Ouch…2000 million rows scanned in the index.  Since we provided both bind variables, the obvious access path should have been a simple primary key lookup.  But the path derived from our first execution (with :B1 being null) has left behind a “nasty legacy”.

The troubling thing about this (in terms of application stability) is that the order in which we run queries now impacts the performance of how they run.  Lets clear out the cursor by recalculating stats and then reverse the order of execution.
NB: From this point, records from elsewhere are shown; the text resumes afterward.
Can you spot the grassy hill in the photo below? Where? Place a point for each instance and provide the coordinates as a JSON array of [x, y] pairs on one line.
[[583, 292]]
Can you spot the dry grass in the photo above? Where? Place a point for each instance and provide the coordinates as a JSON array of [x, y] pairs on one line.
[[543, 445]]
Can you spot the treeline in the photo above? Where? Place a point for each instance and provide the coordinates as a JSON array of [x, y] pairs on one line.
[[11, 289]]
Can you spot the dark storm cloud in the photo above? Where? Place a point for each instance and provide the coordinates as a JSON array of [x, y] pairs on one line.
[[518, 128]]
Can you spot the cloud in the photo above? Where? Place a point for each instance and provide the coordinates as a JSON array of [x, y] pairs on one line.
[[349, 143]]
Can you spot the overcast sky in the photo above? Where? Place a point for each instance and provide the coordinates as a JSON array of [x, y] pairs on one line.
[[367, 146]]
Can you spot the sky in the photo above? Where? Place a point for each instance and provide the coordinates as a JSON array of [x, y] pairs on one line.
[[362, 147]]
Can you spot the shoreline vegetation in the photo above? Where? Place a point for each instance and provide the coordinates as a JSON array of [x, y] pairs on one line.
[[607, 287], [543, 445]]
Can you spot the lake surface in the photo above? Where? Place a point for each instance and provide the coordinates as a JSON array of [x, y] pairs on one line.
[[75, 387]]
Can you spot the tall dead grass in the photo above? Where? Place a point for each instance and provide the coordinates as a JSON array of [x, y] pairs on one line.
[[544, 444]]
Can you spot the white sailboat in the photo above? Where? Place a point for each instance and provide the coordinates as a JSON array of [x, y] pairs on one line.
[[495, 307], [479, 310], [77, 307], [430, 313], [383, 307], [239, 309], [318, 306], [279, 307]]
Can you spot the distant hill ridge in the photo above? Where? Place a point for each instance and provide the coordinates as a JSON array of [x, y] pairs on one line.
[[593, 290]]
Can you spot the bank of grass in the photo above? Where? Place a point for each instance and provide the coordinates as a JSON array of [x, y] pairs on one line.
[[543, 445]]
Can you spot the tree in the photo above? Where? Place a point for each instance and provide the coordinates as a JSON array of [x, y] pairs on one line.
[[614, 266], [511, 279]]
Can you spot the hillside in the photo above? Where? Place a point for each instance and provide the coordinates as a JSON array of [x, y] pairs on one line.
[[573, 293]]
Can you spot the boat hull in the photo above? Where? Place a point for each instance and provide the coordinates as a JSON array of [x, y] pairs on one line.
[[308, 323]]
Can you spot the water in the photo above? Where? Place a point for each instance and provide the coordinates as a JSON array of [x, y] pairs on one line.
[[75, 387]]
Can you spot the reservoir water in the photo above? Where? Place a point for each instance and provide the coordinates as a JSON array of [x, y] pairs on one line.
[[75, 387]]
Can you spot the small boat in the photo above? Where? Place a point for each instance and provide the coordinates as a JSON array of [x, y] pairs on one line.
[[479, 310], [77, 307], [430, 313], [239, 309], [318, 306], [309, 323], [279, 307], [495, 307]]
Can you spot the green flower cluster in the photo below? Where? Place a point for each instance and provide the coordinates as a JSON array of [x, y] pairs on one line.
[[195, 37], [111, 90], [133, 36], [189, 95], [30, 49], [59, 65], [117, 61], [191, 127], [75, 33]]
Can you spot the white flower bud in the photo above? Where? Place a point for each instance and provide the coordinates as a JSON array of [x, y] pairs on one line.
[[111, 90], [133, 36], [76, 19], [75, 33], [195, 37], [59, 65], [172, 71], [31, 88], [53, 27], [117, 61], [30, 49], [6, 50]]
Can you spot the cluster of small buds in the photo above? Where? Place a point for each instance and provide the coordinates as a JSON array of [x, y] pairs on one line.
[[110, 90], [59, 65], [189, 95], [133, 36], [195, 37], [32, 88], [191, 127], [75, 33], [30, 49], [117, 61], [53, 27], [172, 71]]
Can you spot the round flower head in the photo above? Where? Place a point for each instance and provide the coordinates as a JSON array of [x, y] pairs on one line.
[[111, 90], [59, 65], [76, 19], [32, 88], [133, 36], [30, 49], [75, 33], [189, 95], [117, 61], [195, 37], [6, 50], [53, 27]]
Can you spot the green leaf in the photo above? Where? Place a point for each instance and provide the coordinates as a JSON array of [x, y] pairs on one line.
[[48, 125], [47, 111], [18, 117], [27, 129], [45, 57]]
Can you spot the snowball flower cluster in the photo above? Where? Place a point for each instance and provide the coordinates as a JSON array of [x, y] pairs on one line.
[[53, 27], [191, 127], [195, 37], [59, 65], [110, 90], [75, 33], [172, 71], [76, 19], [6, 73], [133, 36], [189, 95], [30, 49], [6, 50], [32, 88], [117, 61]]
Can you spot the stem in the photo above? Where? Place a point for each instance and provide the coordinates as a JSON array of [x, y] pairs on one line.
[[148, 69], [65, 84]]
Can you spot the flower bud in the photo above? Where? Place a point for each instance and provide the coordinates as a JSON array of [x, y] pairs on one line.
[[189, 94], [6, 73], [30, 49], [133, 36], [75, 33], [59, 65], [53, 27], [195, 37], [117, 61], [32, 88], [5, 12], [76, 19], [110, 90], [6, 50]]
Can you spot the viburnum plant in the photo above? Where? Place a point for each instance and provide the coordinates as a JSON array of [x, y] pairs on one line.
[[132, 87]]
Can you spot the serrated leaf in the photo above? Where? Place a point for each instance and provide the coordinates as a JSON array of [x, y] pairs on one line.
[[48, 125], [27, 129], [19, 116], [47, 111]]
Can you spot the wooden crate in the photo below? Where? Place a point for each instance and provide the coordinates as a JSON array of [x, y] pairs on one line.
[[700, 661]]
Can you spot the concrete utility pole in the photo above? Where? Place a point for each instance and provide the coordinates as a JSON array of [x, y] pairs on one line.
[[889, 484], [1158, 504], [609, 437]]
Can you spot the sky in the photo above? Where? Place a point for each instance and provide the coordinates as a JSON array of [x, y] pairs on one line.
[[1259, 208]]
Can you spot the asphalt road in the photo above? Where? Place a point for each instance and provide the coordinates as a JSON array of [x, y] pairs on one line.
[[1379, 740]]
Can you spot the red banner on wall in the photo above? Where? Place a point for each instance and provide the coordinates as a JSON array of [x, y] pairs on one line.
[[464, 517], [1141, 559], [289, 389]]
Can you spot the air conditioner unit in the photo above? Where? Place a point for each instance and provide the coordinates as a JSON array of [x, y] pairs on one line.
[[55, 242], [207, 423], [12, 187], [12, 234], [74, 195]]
SQL> exec dbms_stats.gather_table_stats('','T',no_invalidate=>false);
 
PL/SQL procedure successfully completed.
 
SQL> exec :b1 := 1;
SQL> exec :b2 := 1706496;
 
PL/SQL procedure successfully completed.
 
SQL> select /*+ gather_plan_statistics */ *
  2  from T
  3  WHERE seq = :B2
  4  AND pseq = NVL(:B1 ,pseq)
  5  /
 
       SEQ       PSEQ BLAH
---------- ---------- ------------------------------
   1706496          1 x
 
SQL>
SQL> select * from table(dbms_xplan.display_cursor(null,null,'ALLSTATS LAST'));
 
PLAN_TABLE_OUTPUT
----------------------------------------------------------------------------------------------------------------------------------
SQL_ID  0caq50rvfkub5, child number 1
-------------------------------------
select /*+ gather_plan_statistics */ * from T WHERE seq = :B2 AND pseq
= NVL(:B1 ,pseq)
 
Plan hash value: 933468988
 
--------------------------------------------------------------------------------------------------------
| Id  | Operation                             | Name | Starts | E-Rows | A-Rows |   A-Time   | Buffers |
--------------------------------------------------------------------------------------------------------
|   0 | SELECT STATEMENT                      |      |      1 |        |      1 |00:00:00.01 |       4 |
|   1 |  CONCATENATION                        |      |      1 |        |      1 |00:00:00.01 |       4 |
|*  2 |   FILTER                              |      |      1 |        |      0 |00:00:00.01 |       0 |
|   3 |    TABLE ACCESS BY INDEX ROWID BATCHED| T    |      0 |      2 |      0 |00:00:00.01 |       0 |
|*  4 |     INDEX RANGE SCAN                  | T_PK |      0 |      2 |      0 |00:00:00.01 |       0 |
|*  5 |   FILTER                              |      |      1 |        |      1 |00:00:00.01 |       4 |
|   6 |    TABLE ACCESS BY INDEX ROWID        | T    |      1 |      1 |      1 |00:00:00.01 |       4 |
|*  7 |     INDEX UNIQUE SCAN                 | T_PK |      1 |      1 |      1 |00:00:00.01 |       3 |
--------------------------------------------------------------------------------------------------------
 
Predicate Information (identified by operation id):
---------------------------------------------------
 
   2 - filter(:B1 IS NULL)
   4 - access("SEQ"=:B2)
       filter("PSEQ" IS NOT NULL)
   5 - filter(:B1 IS NOT NULL)
   7 - access("SEQ"=:B2 AND "PSEQ"=:B1)

When we optimize the query for the initial case of both bind variables provided, you can see that both sides of the CONCATENATION have yielded a sensible path.